Last updated 13 days ago by Dap Dapsql
As heavy users of PostgreSQL since 2012, we’ve learned quite a bit about operating PostgreSQL at scale. Our Manta object storage system uses a large fleet of sharded, highly-available, replicated PostgreSQL clusters at the heart of the metadata tier. When an end user requests their object, say
http://us-east.manta.joyent.com/dap/public/kartlytics/videos/2012-09-06_0000-00.mov, Manta winds up looking in this PostgreSQL cluster for the metadata for that object in order to find the storage servers hosting copies of the object (along with the size, checksum, and other useful information).
From 2012 right up through the present, one of our biggest challenges has been managing PostgreSQL’s vacuum process. I won’t rehash the details here, as there’s plenty of useful information about it. Indeed, managing vacuum is such well-known challenge in operating PostgreSQL that major efforts are underway to fundamentally change the on-disk storage system to eliminate the underlying problem. Since these efforts appear years away (especially for deployments where major PostgreSQL version upgrades will take time to test and orchestrate), it remains important to understand this problem today.

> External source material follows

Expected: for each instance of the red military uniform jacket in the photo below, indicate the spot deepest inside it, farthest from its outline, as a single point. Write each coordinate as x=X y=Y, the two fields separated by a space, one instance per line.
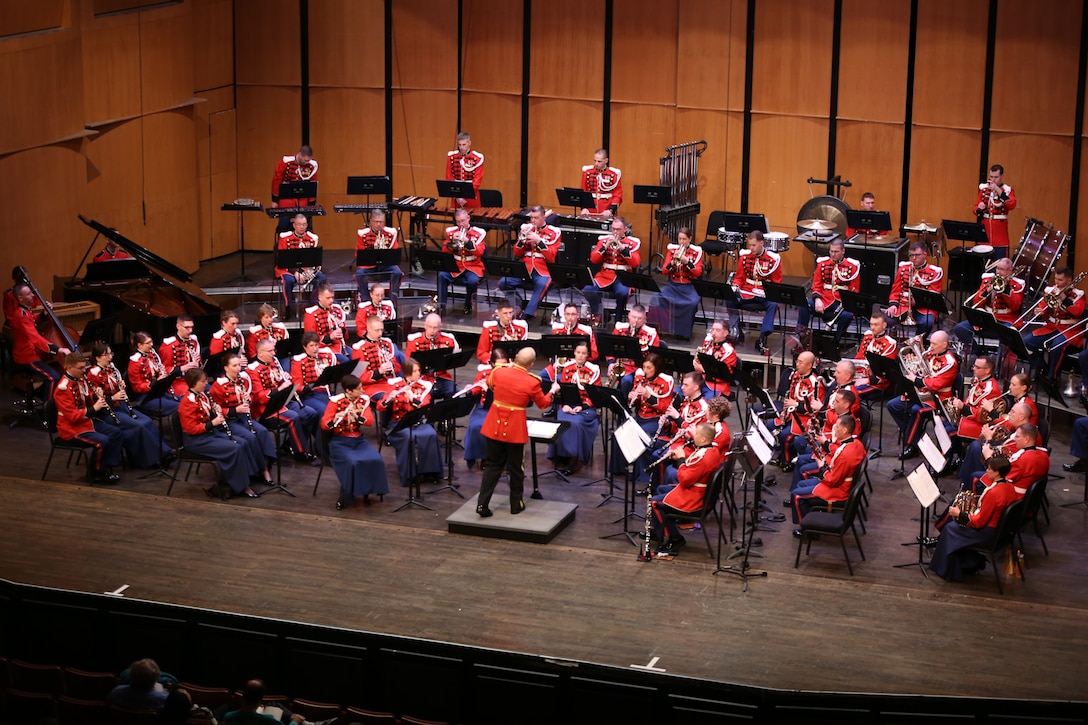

This post assumes that you’re familiar enough with PostgreSQL to understand:
In our production deployments, vacuum operations often take at least 5-10 days. For various reasons, it’s not uncommon for them to take 15-20 days, and we’ve seen some take upwards of 40 days. Vacuum has historically been a somewhat opaque process: it runs for a long time until it finishes, at which point it logs some basic information about what happened. Fortunately, recent versions of PostgreSQL include a view describing the progress of ongoing vacuum operations. This is fantastic! The docs are a bit light on interpreting this view, and while you can find posts explaining a bit about how to use the new view, I was left with a lot of questions. Which of the several sets of counters should we be looking at to determine overall progress? Are there even counters for all the parts we care about? Are all the counters expected to reach 100%? How do we know when certain phases will repeat and what can we do about this? This post documents how we’ve visualized the data in the view and what we’ve learned about the underlying process.